Cr. Photo: Khun Ben Fin Wine
For those new to drinking wine Merlot is the easiest and most comfortable variety of red wine grape. I would recommend looking at new world wine in particular from either Australia or Chile as they are a more easy drinking style.
My white wine grape variety recommendation would be either Riesling or Sauvignon Blanc as they have a light crisp taste generally the alcohol level in no more than 12.5% ABV making them suitable to drink in a warm climate. Wines with a higher level of alcohol are best saved to be drunk after dark.
Wine is generally more expensive in most countries in Asia than Europe largely because of exorbitant taxation. The one exception being Cambodia with Laos in a close second. If you are planning to pack bottles of wine in checked baggage, I strongly recommend wrapping the bottles bubble wrap to avoid breakages.
The three things that can kill the taste of a wine are light, heat and vibration. When it comes to storing wine in Asia my recommendation would be in the refrigerator where the temperature and exposure to light are constant.

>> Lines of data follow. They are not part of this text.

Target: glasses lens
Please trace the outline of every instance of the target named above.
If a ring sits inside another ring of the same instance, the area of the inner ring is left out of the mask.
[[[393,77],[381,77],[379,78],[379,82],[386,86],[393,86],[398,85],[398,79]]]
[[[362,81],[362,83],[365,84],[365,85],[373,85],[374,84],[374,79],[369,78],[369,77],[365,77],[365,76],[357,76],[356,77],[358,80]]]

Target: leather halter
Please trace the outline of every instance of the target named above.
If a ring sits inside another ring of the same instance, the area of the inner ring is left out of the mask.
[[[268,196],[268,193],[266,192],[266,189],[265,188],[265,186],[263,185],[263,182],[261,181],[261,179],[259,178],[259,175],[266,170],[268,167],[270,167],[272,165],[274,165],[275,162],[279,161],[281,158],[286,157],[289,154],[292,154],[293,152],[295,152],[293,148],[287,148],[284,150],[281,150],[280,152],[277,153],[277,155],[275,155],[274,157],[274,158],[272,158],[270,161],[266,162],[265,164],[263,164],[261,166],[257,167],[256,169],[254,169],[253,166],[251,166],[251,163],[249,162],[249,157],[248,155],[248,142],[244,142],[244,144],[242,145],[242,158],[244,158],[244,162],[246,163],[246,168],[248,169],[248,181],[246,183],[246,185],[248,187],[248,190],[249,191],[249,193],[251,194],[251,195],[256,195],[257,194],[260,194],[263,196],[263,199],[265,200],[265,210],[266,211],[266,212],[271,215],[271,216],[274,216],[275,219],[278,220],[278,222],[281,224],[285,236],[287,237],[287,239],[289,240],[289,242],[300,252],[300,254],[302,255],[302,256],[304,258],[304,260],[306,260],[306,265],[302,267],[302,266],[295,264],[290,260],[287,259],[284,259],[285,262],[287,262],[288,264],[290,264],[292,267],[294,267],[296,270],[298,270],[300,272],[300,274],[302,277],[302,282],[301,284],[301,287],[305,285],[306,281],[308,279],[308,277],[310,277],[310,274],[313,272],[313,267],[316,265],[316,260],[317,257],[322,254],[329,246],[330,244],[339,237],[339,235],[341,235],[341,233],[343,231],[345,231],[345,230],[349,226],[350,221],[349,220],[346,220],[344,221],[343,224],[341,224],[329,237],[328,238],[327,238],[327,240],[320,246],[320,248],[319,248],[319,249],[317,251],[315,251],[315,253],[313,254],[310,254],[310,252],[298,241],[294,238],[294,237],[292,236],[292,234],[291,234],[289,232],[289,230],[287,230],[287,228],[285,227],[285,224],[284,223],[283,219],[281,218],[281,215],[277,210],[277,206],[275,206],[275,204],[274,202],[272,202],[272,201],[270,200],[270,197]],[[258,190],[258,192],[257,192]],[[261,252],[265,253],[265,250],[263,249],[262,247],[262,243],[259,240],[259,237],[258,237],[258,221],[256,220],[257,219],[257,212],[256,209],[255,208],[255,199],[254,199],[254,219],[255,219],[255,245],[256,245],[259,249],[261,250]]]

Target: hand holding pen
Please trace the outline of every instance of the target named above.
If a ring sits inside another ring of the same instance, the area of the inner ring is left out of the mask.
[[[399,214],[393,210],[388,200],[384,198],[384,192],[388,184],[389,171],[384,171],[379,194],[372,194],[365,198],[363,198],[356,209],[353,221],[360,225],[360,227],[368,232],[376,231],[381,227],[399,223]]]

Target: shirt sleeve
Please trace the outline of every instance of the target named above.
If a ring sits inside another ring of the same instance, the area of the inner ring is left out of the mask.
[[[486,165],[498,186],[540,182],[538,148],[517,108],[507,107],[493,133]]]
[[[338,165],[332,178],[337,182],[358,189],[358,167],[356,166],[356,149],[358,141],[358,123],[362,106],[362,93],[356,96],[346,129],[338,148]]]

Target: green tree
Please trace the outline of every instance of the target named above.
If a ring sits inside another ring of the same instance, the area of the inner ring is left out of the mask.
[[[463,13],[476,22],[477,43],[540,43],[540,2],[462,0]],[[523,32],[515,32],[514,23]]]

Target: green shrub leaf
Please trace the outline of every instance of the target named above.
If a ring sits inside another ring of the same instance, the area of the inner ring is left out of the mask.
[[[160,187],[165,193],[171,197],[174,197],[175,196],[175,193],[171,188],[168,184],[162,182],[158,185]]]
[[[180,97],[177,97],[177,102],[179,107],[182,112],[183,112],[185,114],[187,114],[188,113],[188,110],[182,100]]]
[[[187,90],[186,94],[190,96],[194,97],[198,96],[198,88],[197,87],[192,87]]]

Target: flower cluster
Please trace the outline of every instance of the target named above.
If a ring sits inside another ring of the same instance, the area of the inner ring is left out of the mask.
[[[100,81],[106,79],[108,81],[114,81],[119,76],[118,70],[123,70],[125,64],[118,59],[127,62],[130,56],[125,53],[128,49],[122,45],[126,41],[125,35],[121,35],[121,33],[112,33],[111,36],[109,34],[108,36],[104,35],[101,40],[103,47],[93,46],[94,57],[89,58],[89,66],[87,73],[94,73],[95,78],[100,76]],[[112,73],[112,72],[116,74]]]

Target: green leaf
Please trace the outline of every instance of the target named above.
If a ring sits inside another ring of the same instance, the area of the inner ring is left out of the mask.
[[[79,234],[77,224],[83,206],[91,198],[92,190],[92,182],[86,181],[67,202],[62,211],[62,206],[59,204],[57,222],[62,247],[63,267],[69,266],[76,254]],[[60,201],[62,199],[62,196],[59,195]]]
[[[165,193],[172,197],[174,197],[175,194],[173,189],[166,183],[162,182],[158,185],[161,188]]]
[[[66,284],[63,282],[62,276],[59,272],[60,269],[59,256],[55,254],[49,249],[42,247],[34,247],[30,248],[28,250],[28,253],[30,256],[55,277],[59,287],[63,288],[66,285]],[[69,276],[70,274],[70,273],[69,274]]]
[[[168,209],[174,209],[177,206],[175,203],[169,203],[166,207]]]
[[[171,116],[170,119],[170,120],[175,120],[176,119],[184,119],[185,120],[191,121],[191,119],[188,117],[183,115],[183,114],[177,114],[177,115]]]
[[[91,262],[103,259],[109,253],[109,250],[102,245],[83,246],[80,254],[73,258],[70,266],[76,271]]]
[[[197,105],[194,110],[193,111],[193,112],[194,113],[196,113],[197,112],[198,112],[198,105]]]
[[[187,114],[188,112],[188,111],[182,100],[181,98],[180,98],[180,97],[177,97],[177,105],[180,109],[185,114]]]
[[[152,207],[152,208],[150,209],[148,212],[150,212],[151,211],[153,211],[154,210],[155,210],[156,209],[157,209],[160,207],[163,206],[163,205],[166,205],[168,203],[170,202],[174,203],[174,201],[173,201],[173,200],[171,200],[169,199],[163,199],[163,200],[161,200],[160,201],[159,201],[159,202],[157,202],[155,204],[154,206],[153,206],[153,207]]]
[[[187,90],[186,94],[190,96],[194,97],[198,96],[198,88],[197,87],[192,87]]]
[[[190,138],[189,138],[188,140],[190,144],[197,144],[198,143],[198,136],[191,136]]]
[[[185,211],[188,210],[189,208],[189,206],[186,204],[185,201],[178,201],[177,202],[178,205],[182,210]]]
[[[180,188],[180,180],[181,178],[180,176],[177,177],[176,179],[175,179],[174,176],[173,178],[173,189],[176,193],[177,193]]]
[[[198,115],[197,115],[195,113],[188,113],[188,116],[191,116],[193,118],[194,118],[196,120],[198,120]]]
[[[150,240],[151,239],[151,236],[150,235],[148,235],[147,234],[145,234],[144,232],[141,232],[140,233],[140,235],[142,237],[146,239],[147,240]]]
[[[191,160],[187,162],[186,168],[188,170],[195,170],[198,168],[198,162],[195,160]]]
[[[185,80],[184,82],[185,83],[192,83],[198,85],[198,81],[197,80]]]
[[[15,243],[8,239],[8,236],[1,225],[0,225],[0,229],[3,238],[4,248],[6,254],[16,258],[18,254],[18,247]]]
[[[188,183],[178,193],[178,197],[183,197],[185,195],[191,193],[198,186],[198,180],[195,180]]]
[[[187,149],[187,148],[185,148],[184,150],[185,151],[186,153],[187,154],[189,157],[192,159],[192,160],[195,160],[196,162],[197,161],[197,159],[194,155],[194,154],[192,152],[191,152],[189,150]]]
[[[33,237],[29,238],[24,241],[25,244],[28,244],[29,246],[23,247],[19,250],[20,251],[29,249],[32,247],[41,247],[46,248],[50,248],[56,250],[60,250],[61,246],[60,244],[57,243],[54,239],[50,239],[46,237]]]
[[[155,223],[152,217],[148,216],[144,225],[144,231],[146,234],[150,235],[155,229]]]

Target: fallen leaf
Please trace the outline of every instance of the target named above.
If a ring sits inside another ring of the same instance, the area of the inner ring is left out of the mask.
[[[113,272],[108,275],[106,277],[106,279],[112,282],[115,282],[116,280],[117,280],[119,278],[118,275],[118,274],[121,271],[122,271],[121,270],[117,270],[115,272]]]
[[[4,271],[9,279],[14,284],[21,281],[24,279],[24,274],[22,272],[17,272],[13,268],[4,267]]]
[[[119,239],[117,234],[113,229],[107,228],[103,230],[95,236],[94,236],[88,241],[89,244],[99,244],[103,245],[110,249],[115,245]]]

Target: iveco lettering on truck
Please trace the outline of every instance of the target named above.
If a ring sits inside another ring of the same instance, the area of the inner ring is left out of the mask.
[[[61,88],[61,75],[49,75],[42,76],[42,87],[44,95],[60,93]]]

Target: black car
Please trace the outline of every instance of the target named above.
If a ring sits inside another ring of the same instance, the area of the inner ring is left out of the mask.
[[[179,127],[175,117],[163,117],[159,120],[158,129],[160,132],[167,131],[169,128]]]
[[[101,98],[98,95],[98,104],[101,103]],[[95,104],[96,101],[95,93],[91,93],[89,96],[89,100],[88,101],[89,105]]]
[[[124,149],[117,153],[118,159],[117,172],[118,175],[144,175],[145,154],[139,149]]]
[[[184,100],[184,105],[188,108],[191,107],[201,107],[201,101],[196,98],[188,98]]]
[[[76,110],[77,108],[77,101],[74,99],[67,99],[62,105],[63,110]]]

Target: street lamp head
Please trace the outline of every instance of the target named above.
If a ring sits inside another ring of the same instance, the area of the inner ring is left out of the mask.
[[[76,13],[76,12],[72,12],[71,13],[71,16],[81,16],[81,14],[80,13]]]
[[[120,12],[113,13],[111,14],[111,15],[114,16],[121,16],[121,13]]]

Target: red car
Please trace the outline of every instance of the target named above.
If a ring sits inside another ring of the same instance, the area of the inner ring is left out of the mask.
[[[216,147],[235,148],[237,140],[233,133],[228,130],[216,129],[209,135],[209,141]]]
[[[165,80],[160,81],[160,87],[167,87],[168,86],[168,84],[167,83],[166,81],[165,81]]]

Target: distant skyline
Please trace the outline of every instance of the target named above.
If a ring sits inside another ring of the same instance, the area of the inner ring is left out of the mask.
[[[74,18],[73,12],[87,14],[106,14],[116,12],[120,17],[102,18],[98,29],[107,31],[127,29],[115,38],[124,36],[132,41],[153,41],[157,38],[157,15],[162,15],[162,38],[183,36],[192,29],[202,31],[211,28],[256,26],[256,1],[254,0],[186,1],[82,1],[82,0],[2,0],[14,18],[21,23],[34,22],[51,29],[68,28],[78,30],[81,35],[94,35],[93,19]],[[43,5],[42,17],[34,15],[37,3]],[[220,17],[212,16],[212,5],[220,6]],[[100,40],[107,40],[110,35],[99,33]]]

While a purpose built wine fridge would be ideal for those who are luck enough to own on, for the rest of us the reality is they will go in the domestic fridge. The humidity is high and the labels can quickly become wet and slip off the bottle. To protect against this happening I would recommend wrapping the bottle in plastic food wrapping. There is nothing worse that having a fridge full of nice bottles but not knowing what they are as the labels are missing.
To optimise the taste experience it’s essential that the wine is served at the right temperature, too cold and flavours and aromas will be suppressed, to warm the taste becomes flabby. If you are storing wine in the fridge take red bottle out the fridge 45mins to 1 hour prior to serving. For a white take it out and keep in a cooler of 50% ice, 50 % cold water.

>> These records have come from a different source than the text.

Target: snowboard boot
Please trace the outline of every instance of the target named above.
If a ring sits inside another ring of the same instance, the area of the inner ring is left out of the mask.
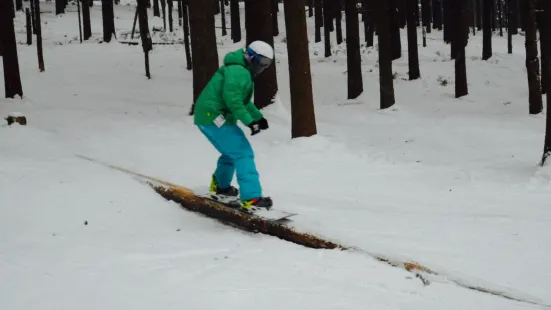
[[[242,200],[241,208],[246,211],[254,211],[258,209],[267,209],[269,210],[273,205],[272,198],[270,197],[260,197],[253,198],[250,200]]]
[[[209,191],[212,196],[237,197],[239,195],[239,190],[231,185],[228,188],[218,187],[218,182],[214,175],[210,181]]]

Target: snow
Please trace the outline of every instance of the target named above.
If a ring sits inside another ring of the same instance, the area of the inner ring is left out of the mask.
[[[41,5],[53,11],[51,2]],[[17,112],[28,124],[0,126],[1,309],[551,304],[551,170],[538,166],[545,114],[528,114],[524,37],[514,37],[508,55],[506,37],[495,36],[488,61],[480,60],[481,34],[471,37],[470,94],[455,99],[442,33],[420,46],[422,79],[407,81],[402,31],[397,104],[380,110],[376,50],[362,48],[365,91],[346,100],[345,44],[325,59],[309,19],[318,135],[291,139],[280,10],[278,101],[265,110],[270,130],[250,141],[265,193],[299,213],[290,225],[360,249],[313,250],[187,212],[127,174],[76,157],[201,191],[218,154],[188,116],[192,76],[182,45],[154,46],[148,80],[140,46],[98,44],[99,2],[94,36],[83,44],[76,8],[67,11],[42,15],[42,73],[36,46],[23,44],[24,14],[16,18],[24,98],[0,99],[0,115]],[[134,6],[116,6],[115,16],[117,37],[127,40]],[[181,39],[181,28],[166,37]],[[242,46],[221,35],[218,44],[220,58]],[[415,261],[440,276],[424,285],[373,256]]]

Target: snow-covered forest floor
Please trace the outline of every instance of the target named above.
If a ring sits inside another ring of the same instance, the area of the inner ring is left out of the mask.
[[[43,2],[42,11],[46,71],[38,72],[36,46],[24,44],[18,12],[24,98],[0,99],[0,116],[28,120],[0,127],[0,309],[544,307],[446,279],[551,304],[551,170],[538,166],[545,115],[528,114],[523,36],[514,37],[512,55],[506,36],[494,36],[494,55],[482,61],[481,33],[471,32],[470,94],[455,99],[442,32],[420,45],[422,79],[408,81],[402,30],[397,104],[380,110],[377,51],[362,47],[365,91],[346,100],[346,44],[324,58],[309,18],[318,135],[291,140],[280,10],[278,101],[264,112],[270,130],[250,138],[265,194],[299,213],[290,224],[299,231],[442,275],[424,285],[360,252],[307,249],[221,225],[75,157],[204,191],[218,154],[188,115],[183,45],[155,45],[148,80],[141,46],[98,43],[99,2],[93,38],[83,44],[76,6],[55,16],[53,2]],[[174,33],[154,41],[181,40],[176,12]],[[126,40],[134,5],[116,6],[115,17],[117,38]],[[217,34],[221,59],[243,46]]]

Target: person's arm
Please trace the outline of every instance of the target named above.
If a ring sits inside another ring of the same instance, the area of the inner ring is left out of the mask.
[[[241,66],[230,66],[226,68],[222,96],[226,102],[226,106],[245,126],[249,126],[253,121],[253,117],[249,110],[245,107],[245,83],[249,74],[245,68]]]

Glasses are specifically designed to enhance the wine drinking experience. As we taste 90% of a wine with our nose, I would recommend a larger bowl glass to swirl the wine, allow air into the glass to release the aroma. Tall thin glasses do look divinely elegant in the hand but corset the taste.
Cr. Photo: Aziamendi
Hong Kong with its zero wine tax and close proximity to the Chinese market is today the world’s wine capital for trading premium wines. Investing in wine is mid-way between the gold market and the stock market. It is asset needs physical maintenance. There are two options for storing wine in Hong Kong. Hong Kong Wine Vaults (www.winevault.com.hk) is the largest self service wine facility in Hong Kong and offer the requisite space, security, temperature control. It works much like a security box at a bank. The customer rents cage space controlled by two keys, one the customers the other the vault’s. Deposits and withdrawals must be done in person which can be a draw back for a non-Hong Kong resident.

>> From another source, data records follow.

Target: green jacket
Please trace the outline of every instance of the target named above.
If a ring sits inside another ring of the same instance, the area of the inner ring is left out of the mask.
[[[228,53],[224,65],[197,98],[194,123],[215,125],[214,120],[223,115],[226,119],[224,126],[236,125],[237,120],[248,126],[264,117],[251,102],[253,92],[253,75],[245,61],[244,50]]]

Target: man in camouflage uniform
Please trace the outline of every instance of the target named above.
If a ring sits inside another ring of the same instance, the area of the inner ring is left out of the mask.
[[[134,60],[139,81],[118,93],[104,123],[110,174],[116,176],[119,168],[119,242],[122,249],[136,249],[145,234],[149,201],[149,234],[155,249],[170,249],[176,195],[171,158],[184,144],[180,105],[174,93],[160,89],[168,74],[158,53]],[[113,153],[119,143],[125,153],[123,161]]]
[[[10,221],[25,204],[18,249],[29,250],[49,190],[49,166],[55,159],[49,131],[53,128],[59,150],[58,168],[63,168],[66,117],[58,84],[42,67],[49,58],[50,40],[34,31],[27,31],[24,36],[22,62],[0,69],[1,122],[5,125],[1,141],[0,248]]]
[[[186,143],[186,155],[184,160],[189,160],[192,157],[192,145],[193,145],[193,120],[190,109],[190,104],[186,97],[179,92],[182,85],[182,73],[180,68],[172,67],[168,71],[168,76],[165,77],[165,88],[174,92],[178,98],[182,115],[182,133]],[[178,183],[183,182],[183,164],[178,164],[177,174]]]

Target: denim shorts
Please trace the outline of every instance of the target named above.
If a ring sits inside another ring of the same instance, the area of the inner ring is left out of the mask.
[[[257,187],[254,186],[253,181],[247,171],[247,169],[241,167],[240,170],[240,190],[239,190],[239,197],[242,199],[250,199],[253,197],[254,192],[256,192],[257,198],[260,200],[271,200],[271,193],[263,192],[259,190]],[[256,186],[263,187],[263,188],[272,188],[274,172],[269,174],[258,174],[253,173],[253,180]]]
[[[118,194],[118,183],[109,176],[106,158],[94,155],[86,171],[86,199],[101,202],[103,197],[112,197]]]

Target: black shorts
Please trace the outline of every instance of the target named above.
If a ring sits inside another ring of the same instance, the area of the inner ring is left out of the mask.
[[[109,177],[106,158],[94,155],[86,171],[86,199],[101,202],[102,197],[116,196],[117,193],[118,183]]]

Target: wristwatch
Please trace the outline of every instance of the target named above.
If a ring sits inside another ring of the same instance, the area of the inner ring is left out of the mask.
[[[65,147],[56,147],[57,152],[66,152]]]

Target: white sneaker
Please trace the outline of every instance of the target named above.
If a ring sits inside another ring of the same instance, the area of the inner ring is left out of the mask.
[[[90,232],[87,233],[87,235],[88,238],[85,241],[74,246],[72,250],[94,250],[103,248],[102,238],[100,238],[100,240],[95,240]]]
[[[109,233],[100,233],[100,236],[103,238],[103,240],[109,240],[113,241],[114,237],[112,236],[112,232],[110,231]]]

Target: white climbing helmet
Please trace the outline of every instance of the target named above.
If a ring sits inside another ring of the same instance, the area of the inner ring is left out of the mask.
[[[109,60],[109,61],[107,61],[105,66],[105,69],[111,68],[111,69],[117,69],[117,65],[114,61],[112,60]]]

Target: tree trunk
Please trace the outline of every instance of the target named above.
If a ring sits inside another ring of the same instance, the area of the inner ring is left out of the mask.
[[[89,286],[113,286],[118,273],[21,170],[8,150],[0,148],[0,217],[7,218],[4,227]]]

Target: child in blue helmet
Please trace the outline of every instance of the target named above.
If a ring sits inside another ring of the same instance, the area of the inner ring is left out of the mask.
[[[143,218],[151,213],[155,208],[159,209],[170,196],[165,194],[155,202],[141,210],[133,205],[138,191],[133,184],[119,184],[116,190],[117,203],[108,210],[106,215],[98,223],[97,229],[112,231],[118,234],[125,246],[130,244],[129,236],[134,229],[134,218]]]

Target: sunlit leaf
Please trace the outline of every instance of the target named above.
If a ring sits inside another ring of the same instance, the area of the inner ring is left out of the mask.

A second option Crown Wine Cellars (www.crownwinecellars.com) with six underground cellars and club house in what was the British Army’s Central Ordnance (Munitions) Depot. The bunkers are 20 metres underground with metre thick walls. They have installed state of the art computer controlled equipment to ensure even temperature, balanced humidity, zero vibration and controlled light exposure, text book cellaring. Customers simply need to instruct them two days before they wish to take wine out of the storage facility.
Whether you simply want to enjoy a glass in the sun or profit from going into the red (wine not debt), make it a delightfully enjoyable experience in Asia.